Les jeux de ballon entre spectateurs et artistes occupent les scènes parisiennes en cette fin d’année, comme dans le Slava’s Snow Show présenté au 13 ème Art (voir Le Théâtre du Blog) et Play au Palais Garnier. Etablissement public, l’Opéra de Paris séduit de plus en plus les financeurs privés  qui ont loué pour dix ans, un petit Foyer de repos à une entreprise spécialisée dans le son, alors qu’un restaurant occupe déjà un des deux grands salons! Mais cela permet de financer, entre autres, la création d’Alexander Ekman qui nous invite à d’autres formes de jeux.

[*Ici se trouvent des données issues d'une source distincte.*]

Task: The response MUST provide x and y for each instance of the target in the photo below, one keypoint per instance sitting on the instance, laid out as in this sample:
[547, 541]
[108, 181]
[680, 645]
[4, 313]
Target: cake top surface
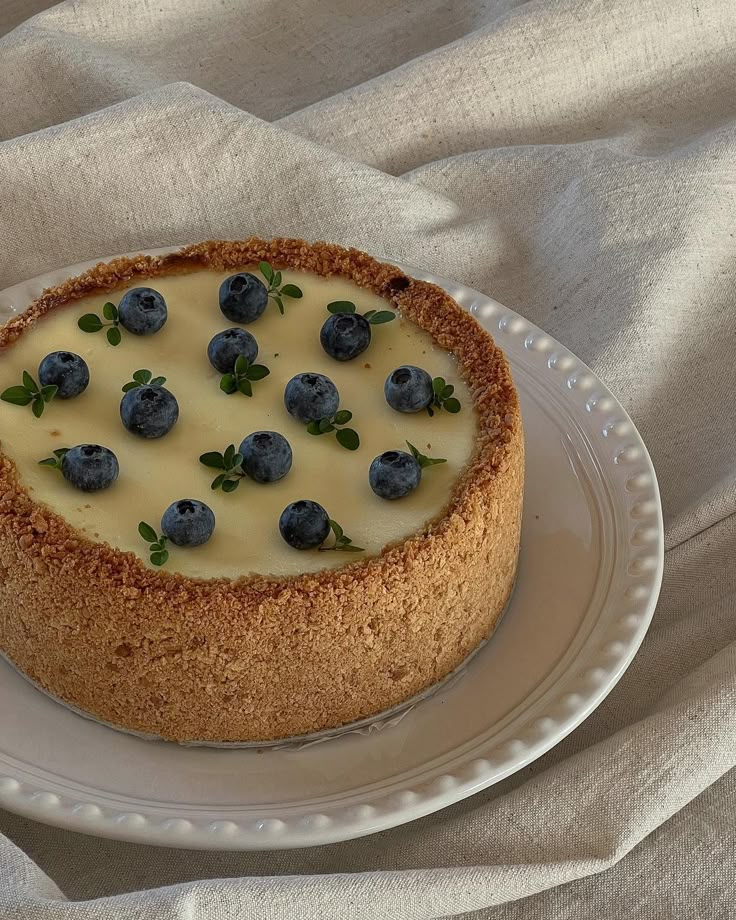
[156, 472]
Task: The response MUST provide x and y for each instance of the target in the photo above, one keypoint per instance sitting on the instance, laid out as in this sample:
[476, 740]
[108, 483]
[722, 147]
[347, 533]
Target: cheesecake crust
[257, 658]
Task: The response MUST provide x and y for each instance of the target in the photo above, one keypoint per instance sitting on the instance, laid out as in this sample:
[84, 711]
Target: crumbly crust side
[262, 658]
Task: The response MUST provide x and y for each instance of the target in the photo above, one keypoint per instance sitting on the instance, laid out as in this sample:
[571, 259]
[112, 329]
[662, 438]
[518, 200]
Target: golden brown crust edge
[259, 659]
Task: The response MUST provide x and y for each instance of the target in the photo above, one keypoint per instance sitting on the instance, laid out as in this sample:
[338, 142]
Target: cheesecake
[252, 490]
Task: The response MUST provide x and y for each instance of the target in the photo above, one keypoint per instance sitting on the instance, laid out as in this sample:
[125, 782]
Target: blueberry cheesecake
[251, 490]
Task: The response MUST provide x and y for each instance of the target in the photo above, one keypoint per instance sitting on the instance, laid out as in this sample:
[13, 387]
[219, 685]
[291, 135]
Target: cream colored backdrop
[576, 159]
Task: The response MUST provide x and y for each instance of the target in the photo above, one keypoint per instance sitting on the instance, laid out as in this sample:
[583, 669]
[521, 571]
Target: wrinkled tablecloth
[576, 159]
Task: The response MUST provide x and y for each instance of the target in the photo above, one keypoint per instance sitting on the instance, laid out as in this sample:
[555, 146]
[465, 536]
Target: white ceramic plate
[590, 571]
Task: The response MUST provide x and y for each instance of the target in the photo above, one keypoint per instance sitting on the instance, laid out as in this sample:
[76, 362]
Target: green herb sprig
[346, 437]
[422, 459]
[143, 378]
[342, 543]
[29, 393]
[277, 291]
[244, 374]
[230, 463]
[443, 398]
[374, 317]
[157, 547]
[55, 461]
[91, 322]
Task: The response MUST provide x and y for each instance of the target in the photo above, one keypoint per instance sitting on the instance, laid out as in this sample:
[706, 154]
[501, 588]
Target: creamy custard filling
[154, 473]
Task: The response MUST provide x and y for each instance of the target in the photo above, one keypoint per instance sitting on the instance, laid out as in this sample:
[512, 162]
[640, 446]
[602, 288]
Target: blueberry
[266, 456]
[188, 522]
[309, 397]
[226, 347]
[90, 467]
[304, 524]
[394, 474]
[148, 411]
[65, 370]
[345, 335]
[142, 311]
[408, 389]
[243, 297]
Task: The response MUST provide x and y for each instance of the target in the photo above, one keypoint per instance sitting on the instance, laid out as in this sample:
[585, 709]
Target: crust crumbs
[263, 658]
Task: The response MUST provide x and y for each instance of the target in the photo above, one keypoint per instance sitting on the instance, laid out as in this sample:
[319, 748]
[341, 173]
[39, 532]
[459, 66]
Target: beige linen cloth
[577, 160]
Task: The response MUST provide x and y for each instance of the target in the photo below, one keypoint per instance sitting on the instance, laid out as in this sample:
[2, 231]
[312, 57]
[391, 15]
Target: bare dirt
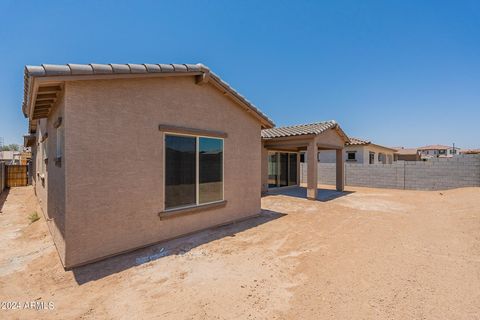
[367, 254]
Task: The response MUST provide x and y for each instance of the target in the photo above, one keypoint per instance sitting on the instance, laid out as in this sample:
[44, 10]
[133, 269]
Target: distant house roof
[302, 129]
[356, 141]
[361, 142]
[87, 71]
[406, 151]
[470, 151]
[436, 147]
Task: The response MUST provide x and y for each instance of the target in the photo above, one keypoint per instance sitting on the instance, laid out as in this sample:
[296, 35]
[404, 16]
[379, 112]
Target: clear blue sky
[396, 72]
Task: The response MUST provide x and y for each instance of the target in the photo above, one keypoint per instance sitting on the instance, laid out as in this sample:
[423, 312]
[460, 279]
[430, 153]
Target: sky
[398, 73]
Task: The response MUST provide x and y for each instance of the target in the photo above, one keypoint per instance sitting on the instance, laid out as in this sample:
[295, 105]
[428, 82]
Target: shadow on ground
[3, 197]
[179, 246]
[301, 192]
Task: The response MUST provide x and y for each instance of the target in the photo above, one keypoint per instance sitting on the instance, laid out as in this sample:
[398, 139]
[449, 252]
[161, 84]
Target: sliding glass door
[282, 169]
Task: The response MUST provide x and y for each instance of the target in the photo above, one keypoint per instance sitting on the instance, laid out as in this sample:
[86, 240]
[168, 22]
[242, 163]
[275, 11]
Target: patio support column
[340, 170]
[312, 170]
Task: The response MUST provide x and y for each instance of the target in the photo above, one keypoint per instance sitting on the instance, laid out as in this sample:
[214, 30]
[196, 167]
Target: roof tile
[120, 68]
[54, 69]
[101, 68]
[76, 69]
[137, 68]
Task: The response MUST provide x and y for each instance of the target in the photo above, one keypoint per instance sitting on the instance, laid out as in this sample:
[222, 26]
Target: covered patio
[281, 149]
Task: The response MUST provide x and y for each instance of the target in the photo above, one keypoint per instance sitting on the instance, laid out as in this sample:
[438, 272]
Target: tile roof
[357, 142]
[470, 151]
[47, 70]
[298, 130]
[405, 151]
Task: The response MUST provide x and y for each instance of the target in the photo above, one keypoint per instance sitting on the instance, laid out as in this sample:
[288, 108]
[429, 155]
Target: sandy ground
[367, 254]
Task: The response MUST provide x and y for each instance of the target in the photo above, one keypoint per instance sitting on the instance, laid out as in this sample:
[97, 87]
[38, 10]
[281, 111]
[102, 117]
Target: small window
[59, 142]
[351, 156]
[371, 158]
[44, 156]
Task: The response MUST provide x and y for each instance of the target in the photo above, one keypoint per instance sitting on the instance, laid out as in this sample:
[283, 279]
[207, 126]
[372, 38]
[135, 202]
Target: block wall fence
[434, 174]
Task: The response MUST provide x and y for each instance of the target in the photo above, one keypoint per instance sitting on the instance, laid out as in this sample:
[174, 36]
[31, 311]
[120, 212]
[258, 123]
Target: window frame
[197, 171]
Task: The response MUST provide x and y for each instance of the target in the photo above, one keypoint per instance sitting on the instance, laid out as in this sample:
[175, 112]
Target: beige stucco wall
[53, 201]
[114, 161]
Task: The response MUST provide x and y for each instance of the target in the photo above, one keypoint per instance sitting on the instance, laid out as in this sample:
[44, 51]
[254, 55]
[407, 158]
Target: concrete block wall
[434, 174]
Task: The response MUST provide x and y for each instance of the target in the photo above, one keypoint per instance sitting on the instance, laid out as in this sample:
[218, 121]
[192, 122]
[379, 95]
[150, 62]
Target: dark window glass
[283, 169]
[180, 171]
[210, 166]
[272, 170]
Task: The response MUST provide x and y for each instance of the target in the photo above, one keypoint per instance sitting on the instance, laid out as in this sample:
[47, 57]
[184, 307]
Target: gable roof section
[89, 71]
[436, 147]
[303, 129]
[406, 151]
[357, 142]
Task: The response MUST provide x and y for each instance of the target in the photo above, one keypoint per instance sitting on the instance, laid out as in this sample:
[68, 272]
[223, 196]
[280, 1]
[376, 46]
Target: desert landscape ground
[362, 254]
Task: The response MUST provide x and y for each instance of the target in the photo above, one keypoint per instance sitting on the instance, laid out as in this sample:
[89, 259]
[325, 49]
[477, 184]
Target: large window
[193, 170]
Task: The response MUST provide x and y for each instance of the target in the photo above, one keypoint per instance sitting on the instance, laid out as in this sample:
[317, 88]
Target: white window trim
[197, 176]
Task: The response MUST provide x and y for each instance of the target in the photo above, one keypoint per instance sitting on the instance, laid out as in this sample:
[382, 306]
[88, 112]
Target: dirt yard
[367, 254]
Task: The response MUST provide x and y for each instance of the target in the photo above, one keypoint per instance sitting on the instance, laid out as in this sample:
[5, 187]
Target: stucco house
[406, 154]
[127, 155]
[282, 148]
[361, 151]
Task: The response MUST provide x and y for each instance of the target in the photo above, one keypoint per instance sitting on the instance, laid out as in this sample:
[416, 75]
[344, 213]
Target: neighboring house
[470, 151]
[361, 151]
[437, 151]
[127, 155]
[406, 154]
[10, 157]
[282, 148]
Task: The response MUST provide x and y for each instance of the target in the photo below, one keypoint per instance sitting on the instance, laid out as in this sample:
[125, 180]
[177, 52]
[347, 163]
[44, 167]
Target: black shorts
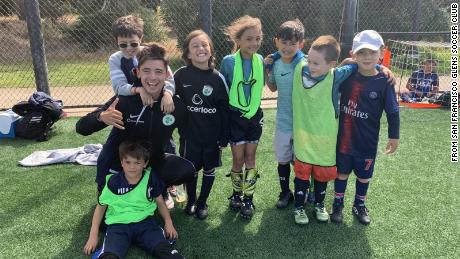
[202, 157]
[244, 130]
[146, 234]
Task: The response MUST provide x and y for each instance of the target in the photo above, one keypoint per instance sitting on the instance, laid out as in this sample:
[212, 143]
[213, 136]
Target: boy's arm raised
[119, 81]
[93, 238]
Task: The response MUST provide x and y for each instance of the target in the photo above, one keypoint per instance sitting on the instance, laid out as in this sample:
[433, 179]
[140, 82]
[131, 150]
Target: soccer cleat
[362, 214]
[284, 200]
[202, 212]
[300, 216]
[320, 212]
[337, 214]
[247, 208]
[235, 201]
[311, 197]
[190, 209]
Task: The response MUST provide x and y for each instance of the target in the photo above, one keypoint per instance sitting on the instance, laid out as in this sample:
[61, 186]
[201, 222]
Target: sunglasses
[125, 45]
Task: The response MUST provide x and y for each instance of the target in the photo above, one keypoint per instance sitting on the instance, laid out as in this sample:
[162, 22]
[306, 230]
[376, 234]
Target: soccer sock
[300, 188]
[339, 189]
[206, 185]
[320, 191]
[283, 172]
[361, 191]
[191, 190]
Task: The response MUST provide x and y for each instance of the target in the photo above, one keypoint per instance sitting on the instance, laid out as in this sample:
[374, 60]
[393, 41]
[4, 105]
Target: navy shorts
[243, 130]
[201, 156]
[362, 166]
[146, 234]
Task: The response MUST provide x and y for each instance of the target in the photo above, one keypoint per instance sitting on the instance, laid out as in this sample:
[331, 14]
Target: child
[204, 91]
[128, 31]
[422, 83]
[289, 42]
[130, 199]
[364, 96]
[315, 122]
[244, 73]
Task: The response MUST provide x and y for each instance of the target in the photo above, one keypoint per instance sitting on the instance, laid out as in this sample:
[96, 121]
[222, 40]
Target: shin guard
[249, 181]
[237, 181]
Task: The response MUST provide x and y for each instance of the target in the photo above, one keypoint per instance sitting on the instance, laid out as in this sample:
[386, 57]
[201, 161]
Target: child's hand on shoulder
[348, 61]
[147, 99]
[170, 231]
[268, 60]
[167, 103]
[392, 145]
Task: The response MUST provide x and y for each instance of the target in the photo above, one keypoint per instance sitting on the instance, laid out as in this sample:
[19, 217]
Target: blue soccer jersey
[362, 102]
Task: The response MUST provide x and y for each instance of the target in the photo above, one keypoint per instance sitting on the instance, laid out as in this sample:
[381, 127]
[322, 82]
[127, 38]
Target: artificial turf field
[45, 212]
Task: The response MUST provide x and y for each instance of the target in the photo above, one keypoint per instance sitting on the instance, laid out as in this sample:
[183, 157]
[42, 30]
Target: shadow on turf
[277, 236]
[79, 237]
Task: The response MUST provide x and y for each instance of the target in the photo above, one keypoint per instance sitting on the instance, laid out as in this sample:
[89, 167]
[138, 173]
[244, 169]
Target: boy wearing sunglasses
[128, 31]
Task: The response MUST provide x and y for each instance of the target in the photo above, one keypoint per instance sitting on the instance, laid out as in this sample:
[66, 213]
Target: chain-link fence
[78, 39]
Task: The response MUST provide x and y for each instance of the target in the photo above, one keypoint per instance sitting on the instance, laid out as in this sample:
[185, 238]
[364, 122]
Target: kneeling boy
[130, 198]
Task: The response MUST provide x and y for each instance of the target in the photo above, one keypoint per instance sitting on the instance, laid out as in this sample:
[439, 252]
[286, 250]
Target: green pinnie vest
[131, 207]
[237, 97]
[315, 125]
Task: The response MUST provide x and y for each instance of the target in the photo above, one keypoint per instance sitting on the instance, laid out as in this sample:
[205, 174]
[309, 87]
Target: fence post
[348, 27]
[37, 48]
[206, 16]
[416, 22]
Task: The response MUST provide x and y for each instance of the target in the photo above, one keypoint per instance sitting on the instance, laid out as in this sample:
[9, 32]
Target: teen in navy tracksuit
[204, 92]
[147, 123]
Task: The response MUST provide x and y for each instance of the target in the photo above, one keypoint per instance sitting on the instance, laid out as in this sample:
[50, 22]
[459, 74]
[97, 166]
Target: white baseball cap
[368, 39]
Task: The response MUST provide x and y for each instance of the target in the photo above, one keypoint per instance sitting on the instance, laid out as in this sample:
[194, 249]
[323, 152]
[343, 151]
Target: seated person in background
[130, 198]
[422, 83]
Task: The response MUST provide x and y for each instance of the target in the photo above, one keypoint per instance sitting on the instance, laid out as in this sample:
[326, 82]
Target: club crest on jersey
[168, 120]
[207, 90]
[196, 99]
[373, 95]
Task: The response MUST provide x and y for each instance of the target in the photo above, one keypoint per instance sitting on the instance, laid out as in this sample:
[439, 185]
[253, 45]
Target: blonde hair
[236, 29]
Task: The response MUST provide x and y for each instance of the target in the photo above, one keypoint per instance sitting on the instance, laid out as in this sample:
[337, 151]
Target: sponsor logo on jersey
[168, 119]
[201, 109]
[207, 90]
[196, 99]
[351, 109]
[373, 95]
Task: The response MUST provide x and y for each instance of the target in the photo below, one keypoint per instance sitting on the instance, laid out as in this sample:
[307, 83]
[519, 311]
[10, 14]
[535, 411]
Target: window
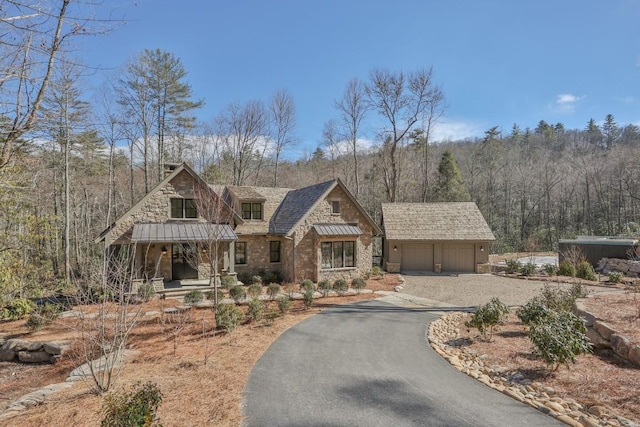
[338, 254]
[183, 208]
[274, 251]
[252, 211]
[241, 252]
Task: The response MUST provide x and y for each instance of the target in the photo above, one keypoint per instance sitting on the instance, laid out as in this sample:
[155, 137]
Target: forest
[72, 159]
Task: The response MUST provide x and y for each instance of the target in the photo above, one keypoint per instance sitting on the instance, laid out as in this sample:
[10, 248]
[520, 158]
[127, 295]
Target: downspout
[293, 240]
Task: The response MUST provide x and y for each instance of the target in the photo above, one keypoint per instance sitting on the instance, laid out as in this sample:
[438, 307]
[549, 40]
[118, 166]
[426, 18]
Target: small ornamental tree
[486, 317]
[273, 290]
[255, 289]
[324, 286]
[559, 337]
[358, 284]
[237, 292]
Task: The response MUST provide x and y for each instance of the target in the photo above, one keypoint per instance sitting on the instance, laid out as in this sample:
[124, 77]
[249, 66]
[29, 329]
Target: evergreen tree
[450, 187]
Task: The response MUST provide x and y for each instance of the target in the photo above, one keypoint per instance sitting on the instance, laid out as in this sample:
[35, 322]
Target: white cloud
[455, 131]
[565, 103]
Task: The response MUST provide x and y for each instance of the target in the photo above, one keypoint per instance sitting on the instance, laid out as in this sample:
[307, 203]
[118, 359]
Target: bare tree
[283, 119]
[352, 108]
[242, 129]
[33, 35]
[402, 100]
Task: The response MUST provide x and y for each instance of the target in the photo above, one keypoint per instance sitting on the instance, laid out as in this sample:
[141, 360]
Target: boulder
[33, 356]
[605, 330]
[55, 348]
[620, 345]
[634, 354]
[580, 309]
[596, 339]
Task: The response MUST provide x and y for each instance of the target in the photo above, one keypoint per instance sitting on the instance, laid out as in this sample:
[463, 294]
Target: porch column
[229, 258]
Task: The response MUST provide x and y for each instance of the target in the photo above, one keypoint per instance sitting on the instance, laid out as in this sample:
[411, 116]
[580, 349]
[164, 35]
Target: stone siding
[258, 255]
[308, 255]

Cette aventure collective expérimentale pour trente-sept danseurs divise la critique et le public qui, majoritairement debout aux saluts, semble heureux d’avoir échangé quelques balles jaunes et vertes avec les danseurs. Le spectacle, trop long et parfois brouillon, propose quelques beaux moments de liberté. La scénographie très réussie qu’a imaginée le chorégraphe suédois nous fait découvrir l’immense scène du Palais Garnier peinte en blanc comme le sont les costumes  au premier acte. Sur la mezzanine en fond de scène, les musiciens et la choriste interprètent une création originale de Mikael Karlsson et des cubes blancs descendent des cintres.  «L’existence, le monde sensible est ludique par nature», dit  Alexander Ekman, citant Alan Watts. «Si vous n’aviez pas joué le jeu… il n’y aurait pas de jeu», ajoute le chorégraphe qui milite pour le jeu et la danse comme vecteurs de divertissement.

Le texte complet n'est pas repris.